Local spirits company Phillips first introduced Gin-Ka—described on the label as “a happy mix of gin and vodka”—in 1971, back when gin was all the rage and vodka was barely on the scene. A few years ago, then-CEO Dean Phllips joked to me that he wanted to bring it back as “Vod-In” to reacquaint vodka drinkers with gin, now that the spirits’ popularity has flip-flopped.
This fall, vintage-branded Gin-Ka has returned to bars and liquor stores around the state (Zipps in Minneapolis has a fairly large stash). Phillips sent over a bottle and I found it somewhat perplexing: it tastes like gin…diluted by vodka. Convenient, I suppose, to have one bottle that could be used in gin drinks or vodka drinks, but when you want gin don’t you really want real gin and when you want vodka don’t you really want real vodka? Is liquor cabinet space at such a premium that gin-vodka consolidation is necessary?
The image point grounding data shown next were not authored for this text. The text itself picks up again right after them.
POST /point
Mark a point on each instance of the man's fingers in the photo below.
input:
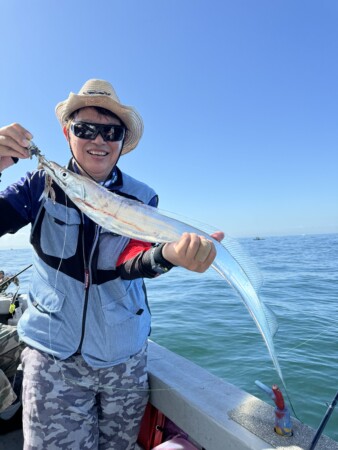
(203, 250)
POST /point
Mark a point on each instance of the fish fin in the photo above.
(271, 319)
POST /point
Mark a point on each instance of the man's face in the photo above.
(97, 157)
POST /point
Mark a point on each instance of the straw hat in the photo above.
(101, 93)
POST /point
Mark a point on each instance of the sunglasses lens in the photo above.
(110, 133)
(84, 130)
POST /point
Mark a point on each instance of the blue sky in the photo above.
(239, 100)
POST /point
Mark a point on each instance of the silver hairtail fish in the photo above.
(139, 221)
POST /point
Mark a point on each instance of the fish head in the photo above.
(67, 180)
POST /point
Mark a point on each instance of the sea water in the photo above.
(203, 319)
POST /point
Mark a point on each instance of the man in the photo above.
(88, 320)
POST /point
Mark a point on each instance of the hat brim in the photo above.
(127, 114)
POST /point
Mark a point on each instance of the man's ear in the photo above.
(65, 132)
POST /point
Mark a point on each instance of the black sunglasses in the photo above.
(110, 133)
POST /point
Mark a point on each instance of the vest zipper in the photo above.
(87, 279)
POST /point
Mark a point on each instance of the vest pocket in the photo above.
(59, 230)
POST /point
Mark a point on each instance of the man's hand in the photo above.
(192, 252)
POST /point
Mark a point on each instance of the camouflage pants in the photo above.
(10, 351)
(68, 404)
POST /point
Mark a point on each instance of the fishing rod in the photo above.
(14, 276)
(324, 422)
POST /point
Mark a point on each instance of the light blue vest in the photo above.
(110, 320)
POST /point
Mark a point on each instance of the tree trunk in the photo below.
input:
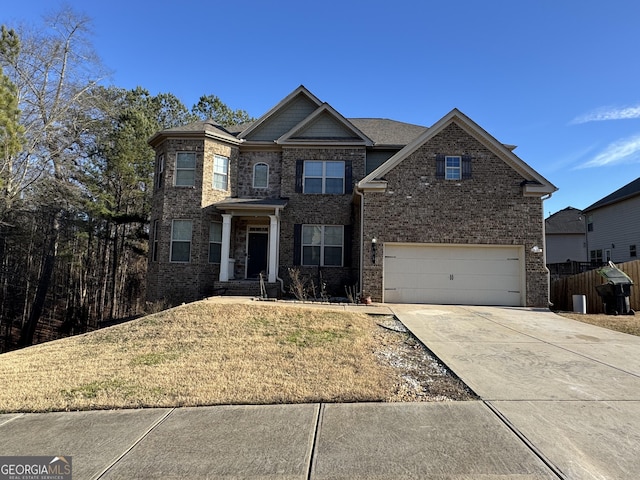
(49, 260)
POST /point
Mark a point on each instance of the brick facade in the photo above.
(179, 282)
(489, 208)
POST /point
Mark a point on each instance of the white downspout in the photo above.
(278, 279)
(361, 266)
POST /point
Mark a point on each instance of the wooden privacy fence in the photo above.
(563, 289)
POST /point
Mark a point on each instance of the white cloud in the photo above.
(626, 150)
(608, 113)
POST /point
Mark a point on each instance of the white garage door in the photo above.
(454, 275)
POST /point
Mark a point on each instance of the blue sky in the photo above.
(558, 78)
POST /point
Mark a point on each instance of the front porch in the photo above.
(250, 244)
(246, 288)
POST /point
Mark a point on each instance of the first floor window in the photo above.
(322, 245)
(220, 172)
(215, 242)
(181, 240)
(154, 248)
(185, 169)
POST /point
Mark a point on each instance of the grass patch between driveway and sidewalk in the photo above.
(621, 323)
(207, 354)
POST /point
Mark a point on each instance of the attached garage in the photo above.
(454, 274)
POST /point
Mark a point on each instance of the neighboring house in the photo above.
(408, 214)
(613, 226)
(565, 236)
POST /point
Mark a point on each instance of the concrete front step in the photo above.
(245, 288)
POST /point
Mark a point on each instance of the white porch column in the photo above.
(226, 247)
(273, 247)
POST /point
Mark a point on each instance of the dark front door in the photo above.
(257, 253)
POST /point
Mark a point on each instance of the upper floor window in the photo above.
(215, 242)
(154, 247)
(185, 169)
(181, 231)
(596, 257)
(453, 168)
(322, 245)
(220, 172)
(260, 175)
(323, 177)
(159, 171)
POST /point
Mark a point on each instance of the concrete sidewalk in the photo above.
(571, 390)
(463, 440)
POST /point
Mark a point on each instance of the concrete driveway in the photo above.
(568, 389)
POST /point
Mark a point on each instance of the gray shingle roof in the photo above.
(387, 132)
(567, 221)
(629, 190)
(381, 130)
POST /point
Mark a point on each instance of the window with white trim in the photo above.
(215, 242)
(181, 231)
(260, 175)
(185, 169)
(323, 177)
(154, 251)
(452, 167)
(159, 171)
(322, 245)
(220, 172)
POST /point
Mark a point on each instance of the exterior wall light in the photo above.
(374, 247)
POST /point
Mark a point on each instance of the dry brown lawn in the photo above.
(206, 354)
(622, 323)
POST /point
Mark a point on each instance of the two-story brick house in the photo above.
(445, 214)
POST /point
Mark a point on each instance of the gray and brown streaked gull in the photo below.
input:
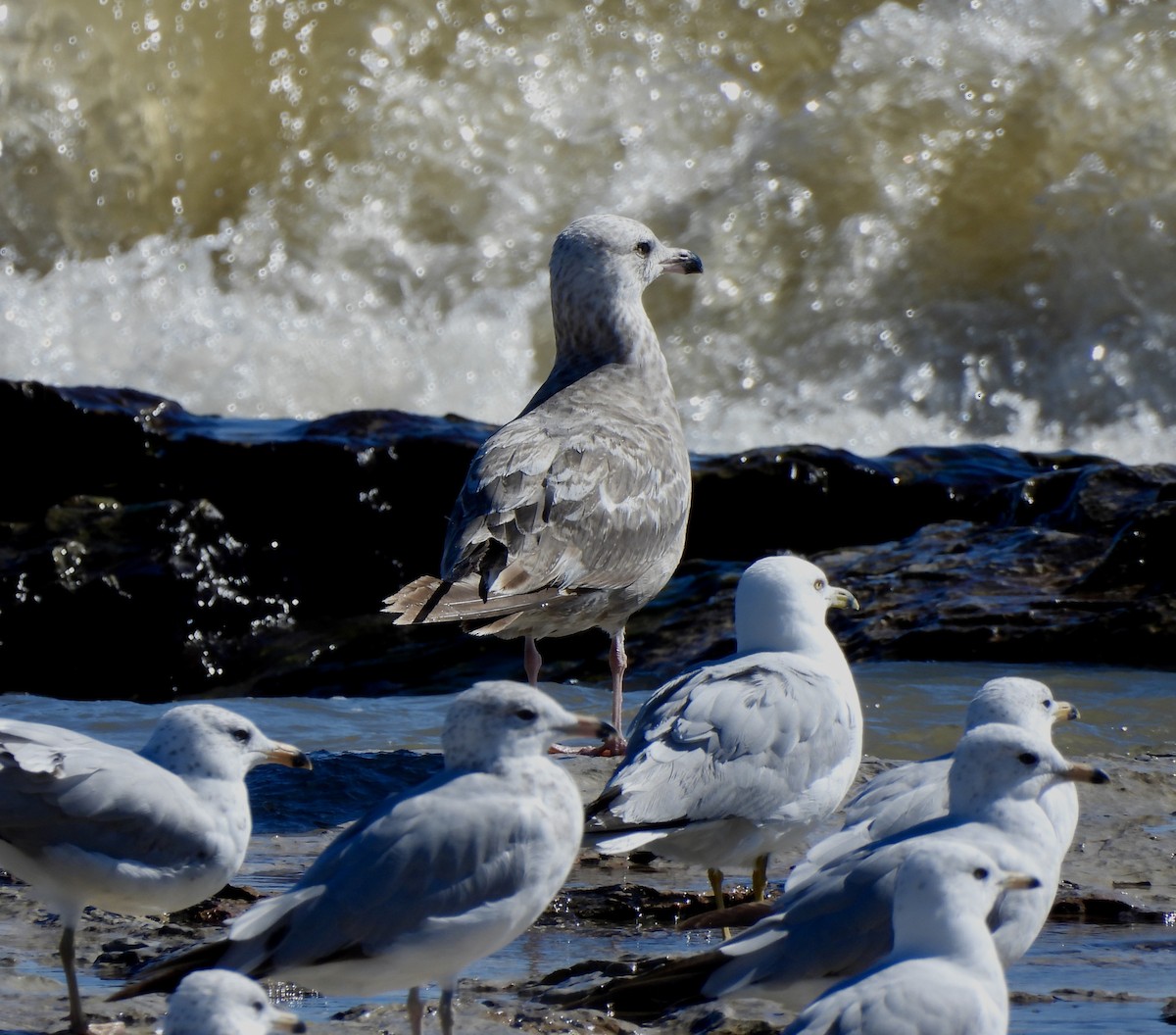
(223, 1003)
(429, 880)
(906, 795)
(944, 974)
(838, 923)
(573, 516)
(739, 758)
(88, 823)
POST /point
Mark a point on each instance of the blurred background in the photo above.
(934, 222)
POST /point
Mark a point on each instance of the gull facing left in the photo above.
(430, 879)
(88, 823)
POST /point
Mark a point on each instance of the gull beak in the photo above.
(1082, 773)
(1018, 881)
(287, 756)
(592, 728)
(842, 598)
(286, 1021)
(681, 262)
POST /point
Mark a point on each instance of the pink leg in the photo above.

But then, inspired by the new James Bond flick, Skyfall, I thought of the Vesper, a drink Bond invents in Casino Royale: three measures of gin, one of vodka, and half a measure of Kina Lillet shaken until cold and then garnished with lemon peel. Kina Lillet has since been reformulated as Lillet Blanc, so I used Cocchi Americano (a close substitute, recently brought into the American market by local rare spirits importer Eric Seed).
In the Vesper, Gin-Ka makes sense: straight gin would cover up the flavor of the Cocchi; straight vodka would be overwhelemd by it. The drink is relatively smooth for its (intense) strength. Appropriate fuel for killing enemy agents and bedding gorgeous women, I suppose.
**If you’d rather have someone else mix your drink for you, the Bachelor Farmer and Marvel Bar serves a very similar cocktail they call the Vespar, in which aquavit substitutes for vodka—it’s very boozy, yet tastes mellow and refined.